Au pied du monument sont scellées quatre plaques de marbre blanc sur lesquelles sont gravées les communes d’origine, noms, prénoms et date de décès de quatre FFI qui, après avoir participé au combat de Kergoët, ont été tués ultérieurement au combat :

« Langoëlan (Morbihan)
- DRUMEL Marcel, tué le 5 août 1944 (à Ploërdut, Morbihan)
- RIVALLAIN Pierre, tué le 9 septembre 1944 (à Lanester, Morbihan)

Lescouet-Gouarec (Morbihan)
- LE MANER Louis, tué le 5 août 1944 (à Ploërdut, Morbihan)

Mellionnec (Côtes du Nord, Côtes d’Armor)
- MAUBRÉ Guillaume, sgt-chef tué front de Lorient, 8 avril 1945 »

En 1994, une plaque commémorative a été scellée à l’arrière du monument sur laquelle est gravée l’inscription :
« Cinquantenaire du combat de Kergoët. La mémoire de l’homme est fragile. Ami n’oublie jamais. 1994 ».

Une cérémonie commémorative est organisée devant ce monument tous les deux ans, le premier samedi du mois de juillet.

La famille Henry d’Aubert, propriétaire du site en a fait don à la Résistance.
En 2015, les fondations de la ferme qui avaient été ensevelies sous les gravats et les ronces après l’incendie, ont été dégagées par des bénévoles. La commune de Langoëlan a entrepris de relever partiellement les murs, de reconstituer la porte et la cheminée ou fut réinstallée la marmite qui a servi à la préparation du dernier repas des maquisards. Pour réaliser ces travaux, elle s’est associée aux communes de Lescouët-Gouarec et de Mellionnec (Côtes-du-Nord, Côtes-d’Armor) d’où étaient originaires, et elle a fait appel à l’association internationale Concordia, qui œuvre pour la réconciliation des peuples.

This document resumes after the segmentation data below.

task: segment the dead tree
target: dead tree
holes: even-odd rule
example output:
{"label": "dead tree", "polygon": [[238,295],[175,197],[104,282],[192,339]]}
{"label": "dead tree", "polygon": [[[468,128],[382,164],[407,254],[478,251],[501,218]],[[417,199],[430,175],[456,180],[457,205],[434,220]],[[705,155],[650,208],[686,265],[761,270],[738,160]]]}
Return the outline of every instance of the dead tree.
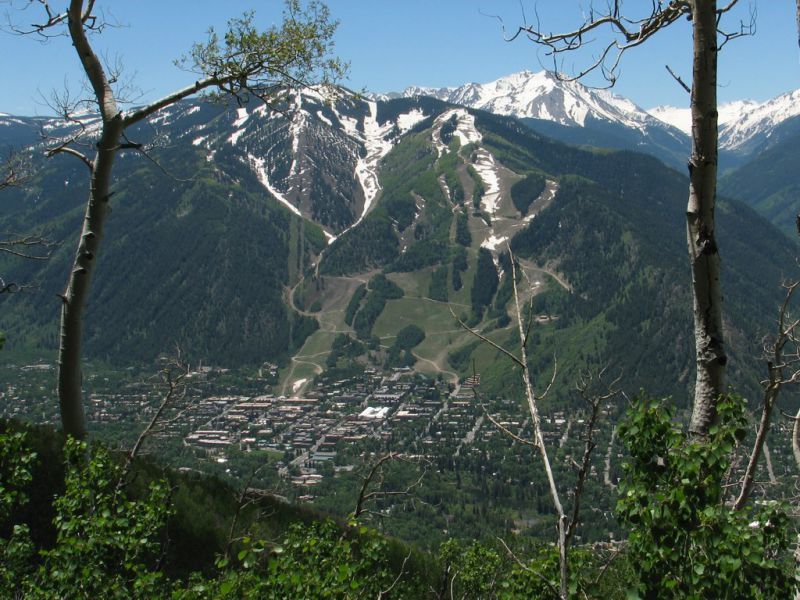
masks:
{"label": "dead tree", "polygon": [[[639,3],[643,8],[623,11],[622,0],[593,4],[577,28],[563,33],[546,33],[541,23],[524,24],[511,37],[527,37],[544,46],[558,72],[564,53],[584,48],[590,40],[607,32],[610,41],[569,79],[601,73],[613,85],[624,53],[644,44],[679,19],[692,22],[693,68],[691,85],[679,80],[691,94],[692,153],[689,158],[689,200],[686,208],[686,234],[692,271],[696,382],[690,432],[704,438],[716,420],[716,406],[725,393],[725,352],[722,328],[722,290],[720,256],[716,239],[714,209],[717,187],[717,53],[728,41],[754,30],[750,21],[741,21],[738,30],[720,27],[723,16],[737,0],[719,7],[716,0],[671,0]],[[635,11],[640,12],[636,13]],[[669,68],[669,66],[667,65]],[[670,71],[672,72],[672,71]]]}
{"label": "dead tree", "polygon": [[[553,468],[550,463],[550,457],[547,452],[547,446],[544,443],[544,436],[542,434],[542,423],[541,423],[541,416],[539,413],[539,403],[547,396],[548,392],[553,386],[556,378],[557,369],[553,368],[553,374],[550,378],[550,382],[545,388],[545,390],[539,394],[534,389],[533,384],[533,375],[531,373],[529,364],[528,364],[528,339],[531,333],[531,325],[533,324],[533,315],[532,315],[532,302],[529,306],[527,319],[523,317],[523,310],[522,305],[520,304],[519,292],[517,288],[517,263],[514,257],[513,252],[511,252],[511,248],[508,248],[508,252],[511,256],[511,281],[512,281],[512,288],[513,288],[513,298],[514,298],[514,319],[517,323],[517,328],[519,331],[519,348],[518,352],[519,355],[512,352],[511,350],[500,346],[499,344],[495,343],[494,341],[490,340],[480,332],[476,331],[475,329],[469,327],[466,323],[464,323],[460,318],[458,318],[453,312],[452,308],[450,309],[450,313],[453,317],[458,321],[459,325],[466,331],[470,332],[472,335],[480,339],[482,342],[492,346],[496,350],[498,350],[501,354],[505,355],[509,358],[520,370],[520,378],[522,380],[523,387],[525,389],[525,399],[527,404],[528,413],[530,414],[531,423],[533,426],[533,439],[532,440],[525,440],[520,436],[514,434],[513,432],[509,431],[508,428],[504,427],[501,423],[497,421],[493,416],[491,416],[488,411],[483,406],[483,403],[480,401],[480,398],[476,393],[476,399],[478,400],[480,406],[484,410],[484,413],[487,415],[489,420],[500,429],[505,435],[509,436],[511,439],[521,442],[526,445],[530,445],[534,448],[534,451],[538,451],[539,459],[541,460],[542,466],[545,470],[545,475],[547,477],[547,483],[550,490],[550,499],[553,502],[553,507],[555,508],[556,512],[556,530],[557,530],[557,548],[558,548],[558,562],[559,562],[559,584],[558,586],[554,586],[550,584],[546,578],[543,578],[542,575],[538,574],[539,577],[542,577],[548,585],[550,585],[554,592],[556,592],[562,600],[566,600],[569,595],[569,549],[572,545],[572,541],[575,535],[575,531],[579,524],[579,517],[580,517],[580,499],[583,494],[583,487],[586,481],[586,476],[589,472],[589,466],[591,461],[592,452],[595,449],[595,442],[594,442],[594,430],[595,425],[597,423],[597,417],[599,414],[600,406],[604,401],[611,399],[612,397],[616,396],[619,392],[616,390],[616,384],[619,381],[619,378],[615,379],[610,385],[607,386],[606,392],[604,394],[597,394],[593,392],[593,388],[595,385],[595,378],[591,376],[584,377],[578,383],[578,392],[580,393],[581,397],[586,401],[587,408],[589,411],[589,418],[586,420],[586,432],[584,437],[584,452],[581,458],[580,463],[574,463],[577,468],[575,486],[572,490],[572,511],[567,514],[567,511],[564,509],[564,504],[561,501],[561,495],[558,489],[558,485],[556,484],[555,476],[553,475]],[[597,380],[602,382],[604,371],[601,372],[597,376]],[[502,541],[502,540],[501,540]],[[505,544],[504,544],[505,545]],[[513,554],[512,554],[513,556]],[[516,559],[516,557],[514,557]],[[518,560],[518,559],[517,559]],[[521,563],[520,563],[521,564]]]}
{"label": "dead tree", "polygon": [[[100,255],[103,233],[114,194],[114,161],[120,151],[138,150],[126,130],[163,108],[201,92],[233,95],[239,100],[255,95],[274,100],[274,91],[301,86],[312,81],[338,77],[343,65],[330,58],[336,24],[329,20],[327,8],[311,0],[306,8],[300,0],[287,0],[284,20],[260,32],[253,24],[253,14],[232,19],[225,35],[212,29],[205,43],[195,44],[181,65],[197,74],[191,85],[167,94],[146,106],[124,110],[116,81],[108,65],[95,52],[90,33],[102,30],[103,21],[95,13],[95,0],[70,0],[65,11],[51,7],[49,0],[36,5],[44,10],[43,22],[17,28],[20,33],[50,36],[64,28],[75,48],[88,80],[91,96],[79,104],[91,102],[99,111],[101,124],[92,149],[82,150],[85,128],[68,102],[60,102],[63,116],[76,124],[76,134],[51,146],[48,155],[67,154],[80,160],[89,171],[89,197],[83,227],[78,238],[75,259],[66,289],[61,295],[61,327],[58,358],[58,396],[64,432],[77,438],[86,436],[82,405],[81,335],[83,314],[89,297],[92,276]],[[156,16],[156,18],[158,18]],[[62,100],[64,100],[62,98]]]}
{"label": "dead tree", "polygon": [[413,498],[414,492],[421,485],[427,474],[428,465],[424,462],[421,464],[421,471],[419,477],[407,485],[404,489],[390,490],[385,485],[385,469],[388,464],[396,461],[409,461],[408,458],[398,452],[389,452],[381,456],[370,467],[369,472],[361,482],[361,489],[356,499],[356,506],[352,512],[354,520],[366,515],[375,515],[374,511],[368,508],[368,504],[377,500],[397,499],[397,498]]}
{"label": "dead tree", "polygon": [[[735,510],[739,510],[744,506],[753,490],[756,467],[764,451],[764,444],[766,443],[767,433],[769,433],[772,413],[778,400],[778,395],[784,386],[800,381],[800,338],[798,337],[800,319],[795,319],[789,314],[790,302],[798,286],[800,286],[800,281],[784,284],[786,296],[778,312],[777,332],[775,338],[765,348],[767,379],[761,382],[764,388],[761,419],[758,423],[756,439],[750,452],[747,468],[742,477],[741,489],[733,503]],[[797,429],[796,422],[793,429]],[[795,435],[792,435],[792,442],[794,450],[796,446]],[[797,453],[795,451],[796,456]]]}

Au cours de l’été 2015, des jeunes Russes, Anglais et Allemands appartenant à cette association sont venus sur le site de Kergoët participer avec les bénévoles de ces trois communes à l’aménagement du site. Un panneau d’information dressé devant la ferme partiellement reconstruite retrace les circonstances de la « Bataille de Kergoët » :
« Vous qui passez et qui découvrez cette histoire tragique, nous vous remercions d’honorer par votre présence la mémoire des victimes de la barbarie et à travers elles, les victimes de toutes les guerres. La mémoire de l’Homme est fragile, Ami, n’oublie jamais ».
Sources

SOURCES : Arch. Dép. Morbihan, 41 J 46 et 47. — Ami entends-tu , ANACR-56, numéros 151 (4e trimestre 2009) et 157 (3e trimestre 2012). — Franck Baudoin, " Incendiée par les Allemands en juillet 1944, la maison des maquisards retrouvée ", Pontivy Journal, 7 mai 2015. — Roger Leroux, Le Morbihan en guerre 1939-1945, Joseph Floch imprimeur-éditeur, Mayenne, 1978. – Joseph Jégo, 1939-1945 Rage Action Tourmente au Pays de Lanvaux, Imprimerie La Limitrophe, 1991. — Françoise Morvan, Miliciens contre maquisards-Enquête sur un épisode de la Résistance en Centre-Bretagne/i>, Éditions Ouest-France, 2010. — Kristian Hamon, Le Bezen Perrot : 944, des nationalistes bretons sous l’uniforme allemand, Yoran Embanner, 2005 et Agents du Reich en Bretagne, Morlaix, Skol Vreizh, 2011. — René Le Guénic, Les Maquisards chez nous en 1944 et Morbihan, Mémorial de la Résistance, Imprimerie Basse Bretagne, Quéven, 2013. — " Lieux mémoriels en Morbihan-Langoëlan " et " 1er juillet 1944 : Le massacre de Kergoët ", dossiers en ligne sur le site Internet Les Amis de la Résistance du Morbihan, ANACR-56. — " La bataille de Kergoët - 1er juillet 1944 ", panneau d’information du site mémoriel de Kergoët en Langoëlan.